PR-MoE is a new designed MoE models, standing for Pyramid-Residual-MoE, which improves the parameter efficiency up to 3x as compared to standard MoE. Please see our Blog for more details. We provide example training scripts under examples/MoE. There are a few different hyperparameters for PR-MoE model compared to standard MoE:

--num-experts: Instead of providing a single number, to enable Pyramid-MoE, you need to provide a list, whose length is the same as the number of MoE layers. We suggest to use more experts in the latter stage (close to output) of the model.

--mlp-type: chosen from [standard, residual]. When it is residual, Residual-MoE is enabled.

In addition to the new hyperparameters above for standard MoE and PR-MoE, for NLG+MoE models we found that it’s helpful to lower the learning rate and increase the learning rate decay duration compared to the base dense model. Details of our tuning can be found in the example training scripts.
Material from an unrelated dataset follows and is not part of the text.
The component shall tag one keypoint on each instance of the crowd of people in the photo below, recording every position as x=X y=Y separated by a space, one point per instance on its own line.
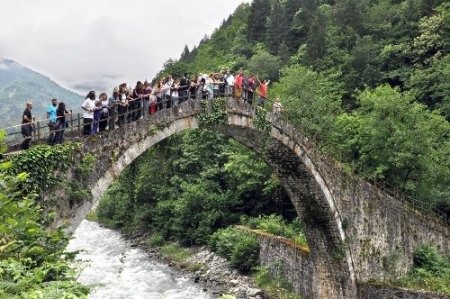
x=126 y=104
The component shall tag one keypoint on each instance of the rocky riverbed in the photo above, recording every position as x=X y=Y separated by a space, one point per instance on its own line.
x=216 y=276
Regarding training data, we are not able to release our internal data but any public data for Megatron-LM pre-training can be directly used to train MoE models (with the caveat that it might not provide the exact same model quality as in our experiments). For example, we evaluated The Pile dataset (pile.eleuther.ai, github.com/EleutherAI/the-pile) for both dense and MoE models. Table 1 below shows that this public data provides similar evaluation results as our internal data.

Model size LAMBADA: completion prediction PIQA: commonsense reasoning BoolQ: reading comprehension RACE-h: reading comprehension TriviaQA: question answering WebQs: question answering
Dense NLG:            
350M, internal data 0.5203 0.6931 0.5364 0.3177 0.0321 0.0157
350M, public Pile 0.5106 0.6589 0.5933 0.3196 0.0257 0.0064
Standard MoE NLG:            
350M+MoE-128, internal data 0.6270 0.7459 0.6046 0.3560 0.1658 0.0517
350M+MoE-128, public Pile 0.6128 0.7323 0.6040 0.3349 0.1111 0.0335
PR-MoE NLG:            
350M+MoE-128, internal data 0.6365 0.7399 0.5988 0.3569 0.1630 0.0473

Table 1: Zero-shot evaluation results (last six columns) for different dense and MoE NLG models. All zero-shot evaluation results use the accuracy metric.